Janus launched its Adviser class of shares - designed for the retirement services market and taxable investors - in the third quarter of 1997. “The real impetus was to be more user-friendly for revenue-sharing,” explains Whiston. Although the firm’s Aspen series has only a 25 basis point 12b-1 fee, the Adviser series has another 25 basis point fee for recordkeeping.

No mutual fund family has been hit harder by the tech stock meltdown than Janus, which has seen assets dive from more than $330 billion in March 2000 to $200 billion at the end of July 2001. Whereas Janus growth funds were an easy sell when the Nasdaq composite index was trading at about 5,000, these days the fund family needs all the help it can get to reel in retirement assets. Says one anonymous recordkeeper, “Janus is becoming more generous [in its revenue-sharing negotiations] because of the cash outflows.”

“The increase in revenue-sharing offerings to 401(k) recordkeepers has nothing to do with our performance or the market’s turbulence,” counters Whiston. “The revenue-sharing really reflects the incredible growth in retirement plans and our need to earn and maintain shelf space with our distribution partners.”

Not all mutual fund companies, however, have been eager to increase their fees to retain their access to the retirement services market.

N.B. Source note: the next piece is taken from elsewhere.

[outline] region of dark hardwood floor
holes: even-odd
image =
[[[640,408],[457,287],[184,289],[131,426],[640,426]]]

Consider Dodge & Cox, the San Francisco firm with $50 billion in assets under management. Of that, about $15 billion is in mutual funds, while the remainder is in institutional or individual assets. This 71-year-old firm sticks to its practice of rebating only 10 basis points to recordkeepers and administrators.

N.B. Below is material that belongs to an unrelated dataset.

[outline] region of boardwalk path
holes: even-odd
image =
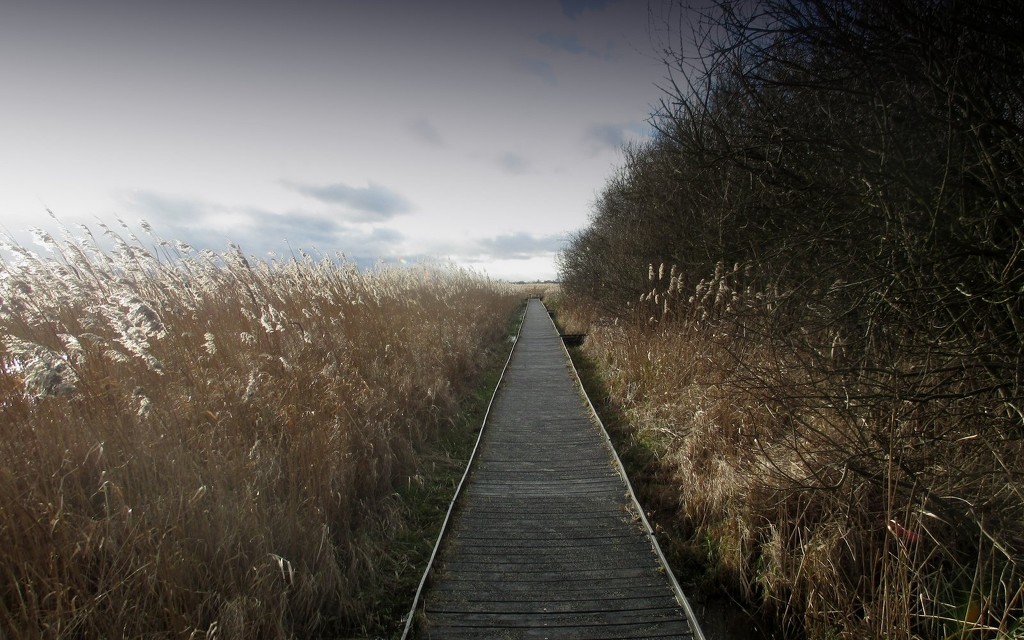
[[[693,637],[685,598],[633,513],[558,333],[530,300],[419,637]]]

“We are simply not invited to participate in lots of searches because we don’t pay the recordkeepers enough,” says Gregory Serrurier, a portfolio manager at Dodge & Cox. The firm is prepared to forgo the asset gathering that has fueled the industry’s growth, preferring instead to focus its services on existing clients.

But firms like Dodge & Cox have an advantage: an outstanding track record. This year the firm’s flagship large-cap value fund was up 9.62 percent through August 2, 2001, while the Standard & Poor’s 500 index was down 7.54 percent. For the 20 years ended July 31, the fund returned an average annual 16.8 percent, versus 15.27 percent for the S&P 500.

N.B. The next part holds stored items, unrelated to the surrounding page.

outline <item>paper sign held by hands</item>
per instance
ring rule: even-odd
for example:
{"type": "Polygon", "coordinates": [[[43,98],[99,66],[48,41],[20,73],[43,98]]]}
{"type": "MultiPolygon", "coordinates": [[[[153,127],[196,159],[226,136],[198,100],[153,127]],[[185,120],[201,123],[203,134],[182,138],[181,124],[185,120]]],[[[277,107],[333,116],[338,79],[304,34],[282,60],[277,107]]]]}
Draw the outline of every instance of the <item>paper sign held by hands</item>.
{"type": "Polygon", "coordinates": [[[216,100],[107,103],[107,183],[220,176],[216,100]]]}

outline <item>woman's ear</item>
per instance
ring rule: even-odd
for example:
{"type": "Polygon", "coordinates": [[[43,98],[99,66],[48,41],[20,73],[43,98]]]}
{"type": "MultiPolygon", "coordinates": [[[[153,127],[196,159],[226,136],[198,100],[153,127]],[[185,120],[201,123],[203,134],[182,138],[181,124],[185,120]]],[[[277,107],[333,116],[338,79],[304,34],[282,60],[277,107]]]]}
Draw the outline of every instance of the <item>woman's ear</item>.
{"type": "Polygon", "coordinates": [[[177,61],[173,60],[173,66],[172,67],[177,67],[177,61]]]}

“Two recordkeepers have said that they cannot continue to distribute our funds,” reports David Edwards, vice president for client services at Dodge & Cox, “but their clients have pressured them to keep offering us.” Thus even if the money manager who runs the funds refuses to cough up more money for the recordkeeper, plan sponsors can still muscle their providers to offer their favorite mutual funds,

Aside from jucier fees, new technology is also giving recordkeepers a chance to bolster their profit margins. The National Securities Clearing Corp.'s defined contribution clearance and settlement service, launched in 1998, has cut costs dramatically. Consultant Bobroff reports that it now costs 25 basis points per transaction on the NSCC’s new system, whereas for plan providers’ proprietary systems the price tag usually ranges from 200 to 300 basis points.

True enough, but many recordkeepers are still wedded to their old technology. Consider the case of Unifi Network, the PricewaterhouseCoopers recordkeeping unit with close to $50 billion in assets under administration, one of the ten biggest recordkeepers in the business. “We still use our own trading desk,” reports Bartolai. Although the NSCC’s new platform does offer a “significant drop” in expenses, says Bartolai, it affects “less than 5 percent of our cost structure” because so little of his business goes through it.

In short, mutual fund companies will probably need to pay the shrinking pool of recordkeepers more for their services. That’s no fun in a bear market.